The formula has been simple and effective. 1: buy undervalued, cash-generative companies from the share market or from larger, neglectful parent groups. 2: use cheap, plentiful debt to gear up returns. 3: lavish performance- related incentives on management. 4: cock a snook at listed rivals grappling with heavy disclosure and corporate governance rules. 5: collect winnings.
Things can go wrong, of course. Older investors will remember disasters such as Isosceles and Magnet from the 1980s, but the past two decades have for the most part been accident-free.
Can it go on? Even those in the industry acknowledge that future returns are likely to be more modest. Buying prices have been bid up and may continue to rise because of a wall of money being channelled into the big private equity houses. Most of the obvious candidates have long since gone though the buyout mill.

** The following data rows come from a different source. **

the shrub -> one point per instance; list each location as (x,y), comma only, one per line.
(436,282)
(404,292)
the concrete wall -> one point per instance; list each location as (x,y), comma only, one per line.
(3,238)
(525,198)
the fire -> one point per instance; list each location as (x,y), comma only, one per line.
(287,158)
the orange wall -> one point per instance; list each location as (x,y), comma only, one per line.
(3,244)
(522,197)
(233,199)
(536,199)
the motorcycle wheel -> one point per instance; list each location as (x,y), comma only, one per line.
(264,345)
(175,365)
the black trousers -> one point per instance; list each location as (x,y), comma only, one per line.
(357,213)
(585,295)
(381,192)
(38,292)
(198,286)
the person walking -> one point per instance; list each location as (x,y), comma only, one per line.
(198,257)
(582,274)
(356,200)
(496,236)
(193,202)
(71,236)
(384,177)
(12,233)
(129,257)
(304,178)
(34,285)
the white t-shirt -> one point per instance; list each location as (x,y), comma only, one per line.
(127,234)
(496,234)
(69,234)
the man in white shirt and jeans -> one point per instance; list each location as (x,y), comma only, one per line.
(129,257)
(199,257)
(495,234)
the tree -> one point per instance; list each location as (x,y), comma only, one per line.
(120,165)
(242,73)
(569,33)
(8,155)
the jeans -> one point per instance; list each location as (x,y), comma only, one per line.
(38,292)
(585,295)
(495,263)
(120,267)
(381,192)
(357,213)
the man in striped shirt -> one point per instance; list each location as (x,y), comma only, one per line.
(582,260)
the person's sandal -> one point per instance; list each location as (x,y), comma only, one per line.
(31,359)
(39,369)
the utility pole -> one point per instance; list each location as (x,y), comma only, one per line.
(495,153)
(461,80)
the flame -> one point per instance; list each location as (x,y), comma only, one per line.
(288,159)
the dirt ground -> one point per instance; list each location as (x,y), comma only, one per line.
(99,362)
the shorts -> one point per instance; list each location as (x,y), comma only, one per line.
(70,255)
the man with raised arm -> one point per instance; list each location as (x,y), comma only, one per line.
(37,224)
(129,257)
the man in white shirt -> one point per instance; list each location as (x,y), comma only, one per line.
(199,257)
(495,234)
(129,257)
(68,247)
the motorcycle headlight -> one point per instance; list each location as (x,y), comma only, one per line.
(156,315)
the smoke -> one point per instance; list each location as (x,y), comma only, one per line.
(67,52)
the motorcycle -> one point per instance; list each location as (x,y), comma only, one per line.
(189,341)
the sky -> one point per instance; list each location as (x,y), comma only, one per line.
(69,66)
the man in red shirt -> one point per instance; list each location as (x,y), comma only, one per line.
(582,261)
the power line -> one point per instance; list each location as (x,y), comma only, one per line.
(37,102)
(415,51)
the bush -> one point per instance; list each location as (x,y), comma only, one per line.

Squeezing extra returns through gearing has gone as far as it can. There is growing evidence, certainly in bigger deals, that higher gearing is already leading to lower returns. The era of ultra-low borrowing costs is fading. A number of private equity-backed ventures are in danger of breaching their loan covenants, Standard & Poor’s said this week.
Increasingly, too, private equity houses are buying assets from one another, a bit like antique dealers selling the same dining table, one to another, because there are no end customers. These so-called secondary deals used to be frowned upon. How many times could the same asset have more value squeezed from it? Now secondary deals are ten a penny.

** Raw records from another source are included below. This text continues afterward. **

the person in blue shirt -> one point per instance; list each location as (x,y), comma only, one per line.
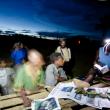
(17,55)
(102,59)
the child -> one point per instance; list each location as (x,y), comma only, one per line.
(54,71)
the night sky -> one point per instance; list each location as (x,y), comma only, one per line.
(74,16)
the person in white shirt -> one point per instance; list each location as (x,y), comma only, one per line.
(66,54)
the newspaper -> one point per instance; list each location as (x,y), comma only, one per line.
(68,91)
(50,103)
(103,69)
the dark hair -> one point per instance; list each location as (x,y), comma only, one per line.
(62,40)
(55,56)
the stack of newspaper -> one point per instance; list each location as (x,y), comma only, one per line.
(68,91)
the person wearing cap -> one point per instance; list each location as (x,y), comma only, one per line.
(103,60)
(54,71)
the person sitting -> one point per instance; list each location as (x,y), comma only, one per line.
(54,71)
(30,76)
(103,61)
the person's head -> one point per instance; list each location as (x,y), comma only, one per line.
(3,63)
(16,46)
(35,58)
(57,59)
(62,43)
(107,48)
(21,44)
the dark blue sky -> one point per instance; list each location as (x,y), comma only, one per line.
(52,15)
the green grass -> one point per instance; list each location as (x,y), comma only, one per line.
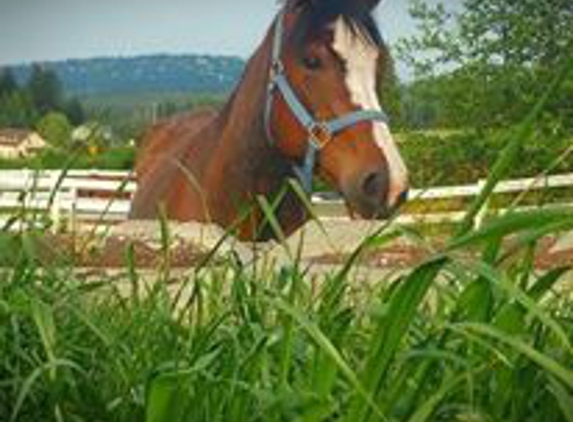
(453,339)
(457,338)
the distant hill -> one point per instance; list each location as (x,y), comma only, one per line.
(143,74)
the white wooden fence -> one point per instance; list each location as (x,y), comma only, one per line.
(95,195)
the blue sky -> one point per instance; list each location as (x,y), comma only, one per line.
(37,30)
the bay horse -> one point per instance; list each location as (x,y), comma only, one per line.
(306,105)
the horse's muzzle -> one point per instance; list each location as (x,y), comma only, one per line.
(368,195)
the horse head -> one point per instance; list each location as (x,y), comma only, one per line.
(323,110)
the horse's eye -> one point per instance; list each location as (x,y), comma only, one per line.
(312,62)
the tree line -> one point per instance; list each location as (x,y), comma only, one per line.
(485,63)
(23,105)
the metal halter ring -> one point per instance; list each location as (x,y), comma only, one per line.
(319,134)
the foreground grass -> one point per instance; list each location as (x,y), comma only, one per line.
(456,339)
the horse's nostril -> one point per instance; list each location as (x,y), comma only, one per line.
(372,185)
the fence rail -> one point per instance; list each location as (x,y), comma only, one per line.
(89,195)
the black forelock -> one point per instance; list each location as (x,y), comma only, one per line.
(316,15)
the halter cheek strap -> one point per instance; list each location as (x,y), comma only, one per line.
(319,133)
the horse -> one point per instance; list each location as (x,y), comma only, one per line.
(306,106)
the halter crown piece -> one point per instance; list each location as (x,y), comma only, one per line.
(320,133)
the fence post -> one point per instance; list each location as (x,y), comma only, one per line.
(56,205)
(483,212)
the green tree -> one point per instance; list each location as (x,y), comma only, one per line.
(8,84)
(55,128)
(75,112)
(17,110)
(497,55)
(45,89)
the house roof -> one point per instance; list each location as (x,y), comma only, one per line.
(13,137)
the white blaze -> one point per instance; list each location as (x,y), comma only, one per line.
(361,59)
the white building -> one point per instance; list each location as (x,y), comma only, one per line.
(20,143)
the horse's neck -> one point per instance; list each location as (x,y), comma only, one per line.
(245,164)
(245,157)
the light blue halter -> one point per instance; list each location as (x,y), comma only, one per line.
(319,132)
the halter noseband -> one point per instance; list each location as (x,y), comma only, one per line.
(320,133)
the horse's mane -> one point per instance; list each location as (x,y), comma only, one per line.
(318,14)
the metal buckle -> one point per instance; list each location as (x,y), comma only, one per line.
(277,68)
(319,134)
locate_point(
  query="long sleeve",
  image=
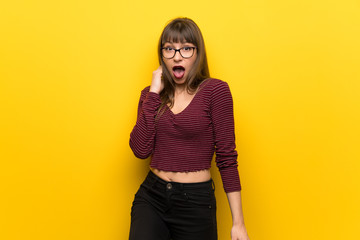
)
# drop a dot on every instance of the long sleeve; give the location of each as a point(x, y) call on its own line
point(223, 124)
point(142, 137)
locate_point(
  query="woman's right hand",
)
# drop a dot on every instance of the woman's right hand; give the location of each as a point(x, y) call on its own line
point(157, 84)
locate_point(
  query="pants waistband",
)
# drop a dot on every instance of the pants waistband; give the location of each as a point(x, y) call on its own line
point(154, 179)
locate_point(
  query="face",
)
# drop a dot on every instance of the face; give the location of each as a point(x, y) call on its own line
point(178, 66)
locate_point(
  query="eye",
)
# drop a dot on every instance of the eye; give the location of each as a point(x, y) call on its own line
point(187, 48)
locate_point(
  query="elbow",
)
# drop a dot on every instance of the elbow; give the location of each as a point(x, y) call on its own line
point(139, 152)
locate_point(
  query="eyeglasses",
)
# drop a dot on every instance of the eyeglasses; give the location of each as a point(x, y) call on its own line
point(185, 52)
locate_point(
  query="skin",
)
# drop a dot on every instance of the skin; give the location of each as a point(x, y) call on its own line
point(181, 100)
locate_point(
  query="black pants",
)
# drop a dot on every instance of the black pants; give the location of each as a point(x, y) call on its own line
point(168, 210)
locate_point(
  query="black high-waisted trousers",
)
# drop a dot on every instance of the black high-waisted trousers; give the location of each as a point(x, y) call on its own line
point(165, 210)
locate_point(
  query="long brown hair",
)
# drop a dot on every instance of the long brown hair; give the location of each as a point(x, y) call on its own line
point(183, 30)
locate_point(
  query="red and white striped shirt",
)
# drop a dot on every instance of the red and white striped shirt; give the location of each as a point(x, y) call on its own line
point(186, 141)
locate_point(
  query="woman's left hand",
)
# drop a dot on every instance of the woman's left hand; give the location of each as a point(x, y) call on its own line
point(239, 233)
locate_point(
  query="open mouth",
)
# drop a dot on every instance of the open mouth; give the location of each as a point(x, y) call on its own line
point(179, 71)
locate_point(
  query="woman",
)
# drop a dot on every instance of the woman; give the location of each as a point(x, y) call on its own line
point(184, 116)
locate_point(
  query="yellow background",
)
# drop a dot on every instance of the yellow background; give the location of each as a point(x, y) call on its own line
point(70, 78)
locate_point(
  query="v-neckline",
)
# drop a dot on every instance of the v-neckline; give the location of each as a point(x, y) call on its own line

More than ever, therefore, investors need to pick good trust managements. Among the larger investment trusts, past records are pretty good, as the table shows. The top house over five years is Candover, whose Candover Investment Trust has turned £1,000 into £2,316. Dunedin, HgCapital and Rutland also show up well.

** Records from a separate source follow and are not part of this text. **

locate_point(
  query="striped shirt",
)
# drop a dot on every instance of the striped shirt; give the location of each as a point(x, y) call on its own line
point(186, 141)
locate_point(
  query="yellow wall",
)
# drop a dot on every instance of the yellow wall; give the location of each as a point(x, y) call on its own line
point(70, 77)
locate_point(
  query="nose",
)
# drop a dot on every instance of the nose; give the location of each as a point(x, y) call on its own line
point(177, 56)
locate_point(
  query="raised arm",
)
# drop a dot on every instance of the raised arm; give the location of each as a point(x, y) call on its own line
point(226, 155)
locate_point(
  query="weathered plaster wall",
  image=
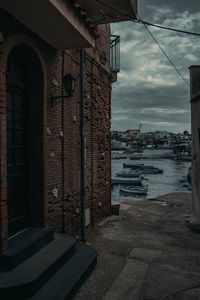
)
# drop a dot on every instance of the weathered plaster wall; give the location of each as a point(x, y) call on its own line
point(57, 210)
point(195, 117)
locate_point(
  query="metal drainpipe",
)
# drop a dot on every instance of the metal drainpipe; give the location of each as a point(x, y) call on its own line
point(82, 173)
point(63, 145)
point(92, 145)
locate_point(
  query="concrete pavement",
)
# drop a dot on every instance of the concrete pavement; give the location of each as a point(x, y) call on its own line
point(146, 253)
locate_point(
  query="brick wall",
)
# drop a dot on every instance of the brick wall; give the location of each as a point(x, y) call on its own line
point(61, 208)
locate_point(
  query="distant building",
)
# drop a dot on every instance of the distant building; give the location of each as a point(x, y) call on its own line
point(57, 63)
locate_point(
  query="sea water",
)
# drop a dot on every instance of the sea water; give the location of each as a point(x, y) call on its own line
point(173, 179)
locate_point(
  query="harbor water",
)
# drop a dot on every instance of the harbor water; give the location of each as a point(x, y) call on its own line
point(173, 179)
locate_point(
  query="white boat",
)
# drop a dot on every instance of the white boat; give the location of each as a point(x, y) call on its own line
point(133, 190)
point(131, 174)
point(124, 181)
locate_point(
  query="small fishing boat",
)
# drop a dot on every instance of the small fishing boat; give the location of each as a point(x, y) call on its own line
point(137, 190)
point(133, 166)
point(131, 174)
point(124, 181)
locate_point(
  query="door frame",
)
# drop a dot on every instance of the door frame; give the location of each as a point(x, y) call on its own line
point(38, 204)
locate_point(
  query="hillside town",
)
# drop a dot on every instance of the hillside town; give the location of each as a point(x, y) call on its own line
point(135, 141)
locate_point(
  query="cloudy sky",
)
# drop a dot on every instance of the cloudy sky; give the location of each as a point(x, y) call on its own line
point(148, 90)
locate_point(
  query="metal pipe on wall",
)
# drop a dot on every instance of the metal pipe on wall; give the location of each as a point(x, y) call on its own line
point(82, 144)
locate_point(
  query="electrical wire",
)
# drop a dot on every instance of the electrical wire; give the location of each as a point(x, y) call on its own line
point(163, 51)
point(153, 37)
point(168, 58)
point(166, 28)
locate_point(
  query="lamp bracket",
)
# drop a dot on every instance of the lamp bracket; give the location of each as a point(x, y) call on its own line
point(55, 99)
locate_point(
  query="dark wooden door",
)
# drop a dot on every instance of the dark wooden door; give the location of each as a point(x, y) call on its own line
point(17, 147)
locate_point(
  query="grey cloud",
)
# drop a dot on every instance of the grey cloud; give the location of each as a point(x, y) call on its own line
point(148, 89)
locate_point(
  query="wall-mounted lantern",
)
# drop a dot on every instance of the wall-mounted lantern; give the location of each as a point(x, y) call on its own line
point(69, 84)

But investors need to look at value as well. Some of these trusts are trading on very high valuations. Candover Investment Trust is priced at 30 per cent more than the net assets it owns. SVG Capital, which has close ties to the Permira stable, is another highly regarded vehicle, but sits on a 22 per cent premium to net assets. In both cases the premium is 10 percentage points wider than its long-term average.
Another potential concern, according to investment trust analyst Charles Cade of Close Wins, is the cash position of many private equity investment trusts. The past two years have been favourable for realisations — selling past investments. The downside is that many trusts are now seriously cashed up.
Kleinwort Capital is 60 per cent in cash, Graphite 50 per cent and Candover about one third. With buying opportunities thinner and prices high, they may struggle to find suitable investment opportunities. The problem is called “cash drag”.
HgCapital Trust looks a better pick. The house, formerly part of Merrill Lynch, has a smashing record, specialising in mid-sized buyouts. Past acquisitions include the music publisher Boosey & Hawkes, the self-catering holidays provider Hoseasons and the bookies Sporting Index. The trust is less cash-heavy than most. And the current share price looks less overstretched — just 1 per cent above net assets, no pricier than its long-term average.
Individual investment trusts rarely have more than a few dozen investments. One big dud can therefore seriously dent overall performance. Investors looking for diversification should consider fund-of-funds investment trusts.
Pantheon International Participations, the investment trust of Pantheon Ventures, has many fans and through its fund investments is indirectly invested in 3,000 unlisted companies across the globe.
It also has another string to its bow. It specialises in snapping up private equity portfolios from distressed sellers — for example pension funds making a big shift in strategy — and this can be lucrative.
The downside of funds-of-funds, of course, is that returns are dampened by an extra layer of fees.